Body weight, height, and secondary sex characteristics were recorded to evaluate the growth and sexual development of the patients. Blood pressure, electrocardiography, and echocardiography were used for cardiovascular monitoring. Routine examinations of blood, urine, glucose, insulin, and hepatic and renal functions were conducted in all the patients. Bone density and serum vitamin D were also measured. All the patients underwent cranial magnetic resonance imaging or computed tomography.

Biochemical assays

Amino acids, free carnitine, and acyl-carnitines in dried blood spots were analyzed by liquid chromatography-tandem mass spectrometry (API 3200, Triple Quad 4500; Applied Biosystems, CA, USA). The concentrations of the metabolites were calculated automatically using the Chemoview software [2, 28].
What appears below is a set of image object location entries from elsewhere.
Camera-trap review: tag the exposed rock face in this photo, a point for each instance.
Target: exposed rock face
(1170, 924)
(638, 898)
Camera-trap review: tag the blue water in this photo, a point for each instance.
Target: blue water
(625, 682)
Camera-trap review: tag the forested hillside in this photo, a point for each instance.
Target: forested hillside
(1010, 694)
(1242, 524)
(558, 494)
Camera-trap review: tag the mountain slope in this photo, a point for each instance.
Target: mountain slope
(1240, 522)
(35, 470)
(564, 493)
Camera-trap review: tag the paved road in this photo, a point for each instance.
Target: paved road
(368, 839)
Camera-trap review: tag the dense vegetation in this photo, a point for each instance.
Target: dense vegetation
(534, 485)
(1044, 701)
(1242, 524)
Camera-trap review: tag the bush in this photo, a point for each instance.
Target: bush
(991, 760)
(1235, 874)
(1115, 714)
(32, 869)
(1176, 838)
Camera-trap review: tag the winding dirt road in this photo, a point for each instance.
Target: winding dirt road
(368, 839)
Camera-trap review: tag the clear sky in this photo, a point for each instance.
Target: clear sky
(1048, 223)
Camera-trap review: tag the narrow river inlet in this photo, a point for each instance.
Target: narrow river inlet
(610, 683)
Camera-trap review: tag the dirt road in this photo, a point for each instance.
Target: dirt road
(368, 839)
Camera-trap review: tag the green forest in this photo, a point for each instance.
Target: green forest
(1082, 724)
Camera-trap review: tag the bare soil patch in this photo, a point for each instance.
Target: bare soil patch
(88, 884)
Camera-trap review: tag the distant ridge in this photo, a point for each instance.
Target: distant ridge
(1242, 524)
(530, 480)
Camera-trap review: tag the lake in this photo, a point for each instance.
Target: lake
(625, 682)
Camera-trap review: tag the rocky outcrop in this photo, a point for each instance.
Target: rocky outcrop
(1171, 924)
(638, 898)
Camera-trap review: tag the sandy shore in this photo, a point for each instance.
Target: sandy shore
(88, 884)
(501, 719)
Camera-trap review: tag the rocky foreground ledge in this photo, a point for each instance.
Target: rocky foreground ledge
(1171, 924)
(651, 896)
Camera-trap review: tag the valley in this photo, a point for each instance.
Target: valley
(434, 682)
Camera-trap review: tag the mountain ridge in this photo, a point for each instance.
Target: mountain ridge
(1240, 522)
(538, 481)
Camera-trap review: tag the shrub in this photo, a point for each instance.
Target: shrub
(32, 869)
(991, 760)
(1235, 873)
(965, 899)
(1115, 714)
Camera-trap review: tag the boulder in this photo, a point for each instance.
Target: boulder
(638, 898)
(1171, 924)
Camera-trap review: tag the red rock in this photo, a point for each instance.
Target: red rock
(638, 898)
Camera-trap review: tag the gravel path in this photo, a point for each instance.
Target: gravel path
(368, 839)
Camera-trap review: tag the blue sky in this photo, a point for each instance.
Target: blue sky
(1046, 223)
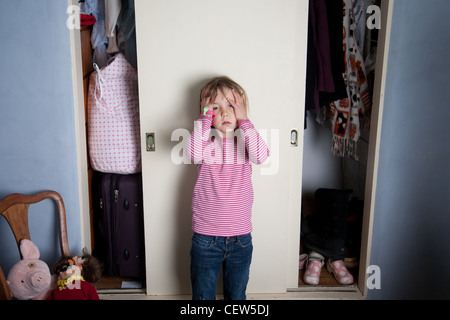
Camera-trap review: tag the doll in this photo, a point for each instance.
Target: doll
(75, 276)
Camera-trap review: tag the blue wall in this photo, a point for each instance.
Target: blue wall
(37, 132)
(411, 241)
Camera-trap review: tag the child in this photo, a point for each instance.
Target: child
(223, 194)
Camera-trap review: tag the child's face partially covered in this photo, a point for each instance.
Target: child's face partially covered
(225, 120)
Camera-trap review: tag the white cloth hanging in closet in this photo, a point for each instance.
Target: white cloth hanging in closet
(360, 12)
(112, 11)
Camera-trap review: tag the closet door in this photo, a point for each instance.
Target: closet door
(262, 45)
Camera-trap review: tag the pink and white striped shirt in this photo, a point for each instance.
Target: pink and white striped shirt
(223, 195)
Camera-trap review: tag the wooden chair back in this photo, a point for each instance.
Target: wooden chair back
(14, 208)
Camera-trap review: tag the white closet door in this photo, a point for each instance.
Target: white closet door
(261, 44)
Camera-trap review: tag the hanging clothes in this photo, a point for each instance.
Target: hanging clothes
(360, 12)
(112, 11)
(99, 40)
(346, 113)
(325, 63)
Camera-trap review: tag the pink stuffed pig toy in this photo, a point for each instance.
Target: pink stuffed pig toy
(30, 278)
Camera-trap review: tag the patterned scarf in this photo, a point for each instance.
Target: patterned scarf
(346, 113)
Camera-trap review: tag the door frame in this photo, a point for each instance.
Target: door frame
(293, 243)
(384, 36)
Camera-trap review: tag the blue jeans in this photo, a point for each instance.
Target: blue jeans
(208, 254)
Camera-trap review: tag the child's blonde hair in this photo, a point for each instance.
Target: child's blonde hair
(217, 84)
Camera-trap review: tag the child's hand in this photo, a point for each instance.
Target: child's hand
(205, 102)
(240, 111)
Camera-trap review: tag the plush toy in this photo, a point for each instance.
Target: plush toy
(30, 278)
(75, 276)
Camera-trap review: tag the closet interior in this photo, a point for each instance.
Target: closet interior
(109, 63)
(342, 47)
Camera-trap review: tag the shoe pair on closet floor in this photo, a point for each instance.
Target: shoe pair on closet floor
(315, 262)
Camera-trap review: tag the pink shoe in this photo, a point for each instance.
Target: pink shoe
(314, 268)
(340, 272)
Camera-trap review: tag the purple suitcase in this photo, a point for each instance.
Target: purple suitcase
(118, 223)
Gas chromatography and mass spectrometry (GC/MS) was performed with GCMS-QP 2010 (Shimadzu Corporation, Kyoto, Japan) to analyze urine organic acids, according to a previously established protocol [28,29,30]. Data were collected using the GC/MS solution software. Plasma tHCY was detected by chemiluminescence immunoassay (Abbott I2000, USA).

Genetic analysis

Peripheral blood samples were collected from the patients and their parents. DNA was extracted using a DNA Isolation Kit (AU1802; Bioteke, China). Purified DNA samples were sent to Running Gene Inc. (Beijing, China) or Berry Genomics Corporation (Beijing, China) for next-generation sequencing to screen variants in patients. Each variant was evaluated according to the Human Gene Mutation Database (HGMD, https://my.qiagendigitalinsights.com/bbp/view/hgmd/pro/gene.php?gene=MMACHC) and ClinVar (https://www.ncbi.nlm.nih.gov/clinvar/?term=MMACHC%5Bgene%5D&redir=gene).

Treatment

For patients in the acute decompensation stage, initial therapy included adenosylcobalamin (3 mg/day) or hydroxycobalamin (10 mg/day) administered intramuscularly, l-carnitine (2–3 g/day), intravenous fluid therapy with glucose and electrolytes, oral betaine (3–9 g/day), folate (5–15 mg/day), and symptomatic treatment. After their condition stabilized, the dosages were reduced. Individual long-term metabolic treatment was adjusted according to their clinical condition [11, 24, 26].